Audit powers boost for Commons bodies

The new audit role will be a major part of moves to boost their influence and standing, Commons leader Robin Cook said.

As chairman of the Modernisation Committee he outlined new powers and money to enable the bodies – renamed as ‘Scrutiny Committees’ – to hold the government to account, examine draft legislation and check that public money is well spent.

The new-style all-party bodies, whose chairmen may be paid extra, will specifically be tasked to ‘examine and report on main estimates, annual expenditure plans and annual resource accounts’.

Each committee will appoint one member as ‘rapporteur’ on financial affairs to lead the new scrutiny of accounts.

Staff from the National Audit Office will be seconded to the committees to help in this new role, working closely with the rapporteur.

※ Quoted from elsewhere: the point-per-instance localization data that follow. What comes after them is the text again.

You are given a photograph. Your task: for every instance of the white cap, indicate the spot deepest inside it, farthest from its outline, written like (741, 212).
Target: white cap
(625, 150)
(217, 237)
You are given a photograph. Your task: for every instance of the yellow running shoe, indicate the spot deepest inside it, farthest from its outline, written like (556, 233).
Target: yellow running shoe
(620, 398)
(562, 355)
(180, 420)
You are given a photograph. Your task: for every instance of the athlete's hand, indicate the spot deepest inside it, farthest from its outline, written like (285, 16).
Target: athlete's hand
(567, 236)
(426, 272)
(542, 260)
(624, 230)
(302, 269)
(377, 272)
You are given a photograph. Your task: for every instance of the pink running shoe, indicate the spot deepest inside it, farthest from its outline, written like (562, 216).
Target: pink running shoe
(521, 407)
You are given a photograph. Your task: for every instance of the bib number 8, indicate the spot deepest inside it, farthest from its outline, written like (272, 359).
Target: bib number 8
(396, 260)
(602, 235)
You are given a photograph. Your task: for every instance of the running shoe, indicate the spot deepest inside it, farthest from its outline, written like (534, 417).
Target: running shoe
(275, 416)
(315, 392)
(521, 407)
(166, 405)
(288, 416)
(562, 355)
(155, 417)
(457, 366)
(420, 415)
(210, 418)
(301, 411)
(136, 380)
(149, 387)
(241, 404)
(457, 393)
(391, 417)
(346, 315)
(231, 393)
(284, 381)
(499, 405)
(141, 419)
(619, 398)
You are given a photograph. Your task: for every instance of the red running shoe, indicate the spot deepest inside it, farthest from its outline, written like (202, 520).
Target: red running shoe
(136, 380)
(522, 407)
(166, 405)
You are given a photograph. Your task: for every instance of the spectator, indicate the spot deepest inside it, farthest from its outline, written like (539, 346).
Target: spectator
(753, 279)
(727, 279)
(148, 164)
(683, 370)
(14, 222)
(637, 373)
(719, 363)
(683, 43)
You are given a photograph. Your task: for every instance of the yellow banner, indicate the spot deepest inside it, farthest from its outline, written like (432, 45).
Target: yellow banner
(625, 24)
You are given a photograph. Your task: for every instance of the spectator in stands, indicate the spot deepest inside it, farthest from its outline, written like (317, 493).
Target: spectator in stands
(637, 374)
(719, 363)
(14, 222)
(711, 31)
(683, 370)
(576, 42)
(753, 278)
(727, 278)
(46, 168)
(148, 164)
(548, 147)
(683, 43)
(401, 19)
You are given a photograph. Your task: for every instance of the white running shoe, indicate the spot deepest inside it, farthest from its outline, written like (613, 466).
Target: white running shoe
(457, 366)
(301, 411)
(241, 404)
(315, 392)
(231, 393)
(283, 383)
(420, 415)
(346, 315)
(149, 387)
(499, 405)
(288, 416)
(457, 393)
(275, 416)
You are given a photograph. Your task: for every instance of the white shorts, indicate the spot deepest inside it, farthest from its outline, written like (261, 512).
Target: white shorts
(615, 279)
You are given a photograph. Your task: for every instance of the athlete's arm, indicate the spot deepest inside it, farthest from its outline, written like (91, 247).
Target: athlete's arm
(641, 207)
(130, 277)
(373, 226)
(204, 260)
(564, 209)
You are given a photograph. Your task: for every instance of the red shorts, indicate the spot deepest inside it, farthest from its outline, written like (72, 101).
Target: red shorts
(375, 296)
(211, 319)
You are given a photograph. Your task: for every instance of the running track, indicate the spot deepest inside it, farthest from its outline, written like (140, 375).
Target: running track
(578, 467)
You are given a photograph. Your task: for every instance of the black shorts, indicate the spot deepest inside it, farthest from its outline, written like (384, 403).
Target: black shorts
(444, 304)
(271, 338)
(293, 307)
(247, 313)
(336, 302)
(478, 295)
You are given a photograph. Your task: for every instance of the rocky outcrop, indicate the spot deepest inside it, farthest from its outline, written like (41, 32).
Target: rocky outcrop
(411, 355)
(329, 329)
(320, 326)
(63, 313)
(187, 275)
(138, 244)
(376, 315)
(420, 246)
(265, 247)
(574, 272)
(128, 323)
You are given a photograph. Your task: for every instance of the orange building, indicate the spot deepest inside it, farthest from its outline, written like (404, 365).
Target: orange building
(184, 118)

Cook said the scrutiny of departmental spending was a weakness of the current system, which the new proposals would put right. Committees have been lobbying for these new powers, staff and money to tackle this job for years.

As well as NAO staff, there will be a major increase in the personnel and financial resources available for the new Scrutiny Committees with a central ‘Specialist Support Unit’ put in place.

The new role for the department committees will involve close liaison with the existing Public Accounts Committee, which now occasionally reviews departmental estimates. If the departmental scrutiny committee discovered major problems, the PAC would then be able to take the issue up.

Cook said it was important that each department was quizzed every year on their spending. Senior Tory Nick Winterton and chairman of the Commons Procedure Committee said increasing parliamentary oversight and control of government spending was the best way to rein in the executive.

If Commons approves paying committee chairmen, then PAC chairman Edward Leigh would be on of those certain to be paid and would probably be one of the highest paid.